Have you been inside a Barnes and Noble lately? When I walk into my neighborhood Barnes and Noble their YA sections look like a New York Publisher’s marketing dream. An entire large section labeled “paranormal romance.” Really? Even more disheartening is this fact: ninety percent of the books on their shelves are written and marketed for girls. Honestly, in that sea of Sarah Dessens and Stephanie Meyers and Lauren Olivers it’s hard to find books for guys. Even sports books are hard to find, buried in rows of love and vampires. This is not to knock those books or authors. They’re popular for a reason. People like them and they’re reading, and that’s a good thing. And there's certainly nothing wrong with some love and romance. Working in education I see firsthand that boys are just not reading books like girls, and that because of how our schools teach reading (and what they make them read!), they are literally teaching boys to hate reading. Rather than solving the problem our schools are perpetuating it and bookstores have become their partners in crime. But hey, we know there are lots of good books for boys and we know boys will read them. How about putting some of them out? How about making some of them visible?

So, I thought for this month I would go back a few years to the better days when bookshelves actually had some variety and a boy could walk up and rather easily find a good book. The book today will be the masterful Feed by M.T. Anderson. This is a dystopian novel published before teens knew what “dystopia” meant. We’ll call that BHGE: Before Hunger Games Era.

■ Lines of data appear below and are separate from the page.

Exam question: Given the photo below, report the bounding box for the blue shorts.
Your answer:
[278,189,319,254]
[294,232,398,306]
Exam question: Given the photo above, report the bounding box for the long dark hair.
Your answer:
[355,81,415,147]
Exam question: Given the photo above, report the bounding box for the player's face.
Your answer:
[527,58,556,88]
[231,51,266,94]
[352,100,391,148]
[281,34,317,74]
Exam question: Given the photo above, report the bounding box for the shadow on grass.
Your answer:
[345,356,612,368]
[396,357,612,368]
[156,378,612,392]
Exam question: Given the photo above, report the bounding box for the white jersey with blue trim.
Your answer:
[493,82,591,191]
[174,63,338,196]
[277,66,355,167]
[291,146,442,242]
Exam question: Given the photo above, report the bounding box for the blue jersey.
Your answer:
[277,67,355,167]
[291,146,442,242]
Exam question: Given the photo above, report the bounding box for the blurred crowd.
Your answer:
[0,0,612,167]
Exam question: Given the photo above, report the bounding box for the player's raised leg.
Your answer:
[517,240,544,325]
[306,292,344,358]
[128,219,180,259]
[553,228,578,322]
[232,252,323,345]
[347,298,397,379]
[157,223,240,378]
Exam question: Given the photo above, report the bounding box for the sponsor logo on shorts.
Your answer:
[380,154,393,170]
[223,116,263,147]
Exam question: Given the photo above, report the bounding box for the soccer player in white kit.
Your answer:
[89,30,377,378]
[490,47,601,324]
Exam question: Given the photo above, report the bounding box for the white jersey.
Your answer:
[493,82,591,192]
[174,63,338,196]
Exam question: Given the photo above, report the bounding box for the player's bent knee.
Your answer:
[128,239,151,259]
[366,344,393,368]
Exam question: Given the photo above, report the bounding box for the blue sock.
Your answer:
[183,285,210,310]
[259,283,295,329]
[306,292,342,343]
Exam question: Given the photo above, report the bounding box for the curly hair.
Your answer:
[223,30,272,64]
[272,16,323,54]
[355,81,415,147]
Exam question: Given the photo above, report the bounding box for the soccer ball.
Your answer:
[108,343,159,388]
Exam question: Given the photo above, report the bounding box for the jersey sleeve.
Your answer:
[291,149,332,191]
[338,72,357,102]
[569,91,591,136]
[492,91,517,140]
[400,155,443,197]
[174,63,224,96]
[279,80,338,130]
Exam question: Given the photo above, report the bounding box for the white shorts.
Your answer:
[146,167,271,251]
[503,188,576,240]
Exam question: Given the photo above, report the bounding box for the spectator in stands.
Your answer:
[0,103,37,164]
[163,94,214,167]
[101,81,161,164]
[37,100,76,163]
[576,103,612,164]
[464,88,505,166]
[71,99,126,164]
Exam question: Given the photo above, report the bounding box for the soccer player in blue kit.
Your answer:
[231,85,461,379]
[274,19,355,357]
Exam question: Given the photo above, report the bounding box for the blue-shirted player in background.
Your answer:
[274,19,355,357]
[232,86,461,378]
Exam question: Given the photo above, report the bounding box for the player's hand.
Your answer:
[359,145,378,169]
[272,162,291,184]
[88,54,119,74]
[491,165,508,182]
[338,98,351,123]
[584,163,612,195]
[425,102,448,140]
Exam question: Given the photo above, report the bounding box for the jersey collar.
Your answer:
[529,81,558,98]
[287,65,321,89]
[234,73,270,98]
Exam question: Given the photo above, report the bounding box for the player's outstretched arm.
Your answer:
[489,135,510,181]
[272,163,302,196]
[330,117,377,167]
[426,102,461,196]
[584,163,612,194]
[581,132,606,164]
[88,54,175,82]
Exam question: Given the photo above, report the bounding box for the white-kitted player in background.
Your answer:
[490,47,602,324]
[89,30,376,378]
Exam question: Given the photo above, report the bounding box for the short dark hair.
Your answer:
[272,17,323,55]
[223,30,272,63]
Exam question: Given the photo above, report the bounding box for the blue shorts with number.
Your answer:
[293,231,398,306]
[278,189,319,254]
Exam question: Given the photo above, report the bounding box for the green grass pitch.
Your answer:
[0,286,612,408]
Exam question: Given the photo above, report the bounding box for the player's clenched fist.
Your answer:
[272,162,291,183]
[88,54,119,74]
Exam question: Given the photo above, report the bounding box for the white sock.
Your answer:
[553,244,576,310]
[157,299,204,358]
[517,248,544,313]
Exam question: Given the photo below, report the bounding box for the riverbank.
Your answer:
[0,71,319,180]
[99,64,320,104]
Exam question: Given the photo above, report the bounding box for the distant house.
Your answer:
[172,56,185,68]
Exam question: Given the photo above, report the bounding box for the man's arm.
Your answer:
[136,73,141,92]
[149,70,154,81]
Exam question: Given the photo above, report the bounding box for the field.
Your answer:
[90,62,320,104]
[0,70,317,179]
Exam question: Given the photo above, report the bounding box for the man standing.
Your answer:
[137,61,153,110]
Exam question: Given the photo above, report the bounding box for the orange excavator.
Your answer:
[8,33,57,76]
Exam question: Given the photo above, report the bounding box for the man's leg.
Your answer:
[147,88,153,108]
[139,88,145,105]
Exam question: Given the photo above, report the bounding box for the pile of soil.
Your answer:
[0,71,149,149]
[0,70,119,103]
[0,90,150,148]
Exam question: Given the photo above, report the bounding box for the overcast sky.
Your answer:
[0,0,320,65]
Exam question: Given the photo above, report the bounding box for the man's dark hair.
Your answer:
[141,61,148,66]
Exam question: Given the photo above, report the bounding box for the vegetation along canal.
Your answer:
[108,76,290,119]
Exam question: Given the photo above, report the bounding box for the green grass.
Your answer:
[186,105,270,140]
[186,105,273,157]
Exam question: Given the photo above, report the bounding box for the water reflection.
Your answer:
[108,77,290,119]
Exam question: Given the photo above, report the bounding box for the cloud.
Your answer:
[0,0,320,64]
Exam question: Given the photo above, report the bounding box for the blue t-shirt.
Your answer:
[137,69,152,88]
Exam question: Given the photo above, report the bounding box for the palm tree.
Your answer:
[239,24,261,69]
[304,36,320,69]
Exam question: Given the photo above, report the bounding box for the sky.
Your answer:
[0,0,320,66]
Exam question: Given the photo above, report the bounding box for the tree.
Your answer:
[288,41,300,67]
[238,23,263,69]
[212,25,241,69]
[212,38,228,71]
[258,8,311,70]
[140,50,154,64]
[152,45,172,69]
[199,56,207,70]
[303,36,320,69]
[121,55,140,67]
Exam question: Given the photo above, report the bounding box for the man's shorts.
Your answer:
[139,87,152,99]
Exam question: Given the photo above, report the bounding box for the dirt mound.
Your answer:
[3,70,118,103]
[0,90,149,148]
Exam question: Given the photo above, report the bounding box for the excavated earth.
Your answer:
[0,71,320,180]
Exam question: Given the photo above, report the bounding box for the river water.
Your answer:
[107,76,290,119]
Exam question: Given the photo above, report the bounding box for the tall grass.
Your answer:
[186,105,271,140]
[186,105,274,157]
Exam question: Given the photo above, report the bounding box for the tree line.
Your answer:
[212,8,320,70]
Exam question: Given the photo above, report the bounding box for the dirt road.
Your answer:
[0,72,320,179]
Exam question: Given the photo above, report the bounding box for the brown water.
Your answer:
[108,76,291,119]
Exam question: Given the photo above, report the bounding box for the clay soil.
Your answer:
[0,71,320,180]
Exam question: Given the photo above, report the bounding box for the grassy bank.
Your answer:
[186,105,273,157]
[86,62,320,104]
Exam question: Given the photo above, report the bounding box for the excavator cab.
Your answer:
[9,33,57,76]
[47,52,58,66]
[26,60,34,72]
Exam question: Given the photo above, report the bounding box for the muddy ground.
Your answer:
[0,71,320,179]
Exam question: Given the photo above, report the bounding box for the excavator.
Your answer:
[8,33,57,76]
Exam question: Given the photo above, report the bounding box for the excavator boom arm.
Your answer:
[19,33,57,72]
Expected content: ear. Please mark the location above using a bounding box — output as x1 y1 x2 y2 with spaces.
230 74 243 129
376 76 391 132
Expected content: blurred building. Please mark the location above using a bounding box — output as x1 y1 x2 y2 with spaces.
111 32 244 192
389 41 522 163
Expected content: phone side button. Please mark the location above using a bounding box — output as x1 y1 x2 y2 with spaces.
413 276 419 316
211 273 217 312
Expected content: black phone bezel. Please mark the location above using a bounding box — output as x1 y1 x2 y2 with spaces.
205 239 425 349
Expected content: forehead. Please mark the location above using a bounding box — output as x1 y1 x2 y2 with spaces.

Like all dystopian stories it is the future. People have brain implants to get all of their media directly into their heads. Who needs Tivo when you can get 700 channels fed directly to your brain? That’s the “Feed.” But people don’t just get TV; they get advertisements, news, and even the ability to talk to each other “mentally” through their feed. And like all media use – and incredibly prescient by Anderson given the scope and controversy today regarding the use and abuse of GPS tracking – everyone is tracked through their feed. It is Madison Avenue’s dream state; if you go to a lot of sports stores, let’s say, you get lots of commercials in your head for sporting goods, and so on. And the Feed of course, knows all about you. They have a personal profile, like a Government and Wall Street Facebook permanently linked to your brain.

Like all teenagers Titus has a Feed. He loves it and does not question it. The Feed is life and life is the Feed. But then he meets Violet who is an iconoclast; in fact, she begs people, including Titus, to “resist the Feed.” She’ll even do nasty things, like walk into stores she has no interest in just to screw with the Feed’s mass marketing program. How do you sell endless products to people who resist the Feed?

But Violet got her Feed a bit later in life, so it doesn’t quite work well, and slowly her health begins to deteriorate. She needs a new Feed. Her family doesn’t have the money to afford one, so they need FeedTech to give her free repairs. But they don’t want to give her a new Feed because Violet is a bad investment. She’s a lousy customer.

There are some remarkable yet subtle scenes of a very real potential future in Feed. When Titus and Violent walk through a pasture on a cattle farm, all of the cattle have been genetically engineered to remove all of their “unnecessary” parts. Without heads and legs, they are just slabs of meat with feeding tubes. Welcome to industrial farming 2.0. And there is this wonderfully evil touch: every time someone mentions school the word has the little TM next to it, meaning "school" has become trademarked, that is, a business. Welcome to schooling 2012.

Reading Feed is a frightening, haunting, exciting, thrilling, and an astonishingly imaginative experience. Like all dystopian fiction it is not about the future at all, but about our media-saturated lives and our consumerism run amok and our anti-thinking society. It is a deeply political book that will excite teens – boys and girls – and as they make their way through this terrific story, they will no doubt being doing something else: thinking.

4 comments :

Kay said...

I can't do a thing about the marketing in bookstores, but I can tell you that my guy students read--everything from survival stories to sports fiction to science fiction and even paranormal. Some of them have even read Feed after I shared it with them earlier this year. Guys do read--especially if you give them the time and choice to read what books they discover.

Lauren said...

This reminds me (somewhat) of both Little Brother and Ready Player One. Both were phenomenal books, and I've heard great things about this one as well. Definitely am going to have to pick it up.

swolk said...

Thanks for the comments. I agree completely Kay. Boys WILL read books if we give them access to the books they want to read and allow them to choose what to read and give them time in school to read. And good teachers can get kids-- boys and girls -- to go beyond their own interests and help them to see the greatness in books and genres they would not pick up on their own.

Meytal Radzinski said...

In my mind, Feed is one of the cornerstone achievements in young adult literature, not least because of its excellent appeal to both young men and women. When I first read it, I was surprised by how much the book made me think and contemplate my surroundings. It didn't tell me everything, it didn't script for me exactly what I ought to be feeling (an impression I often get from the more recent dystopian romances), and it integrated so many different messages and stories that I was able to take away with me.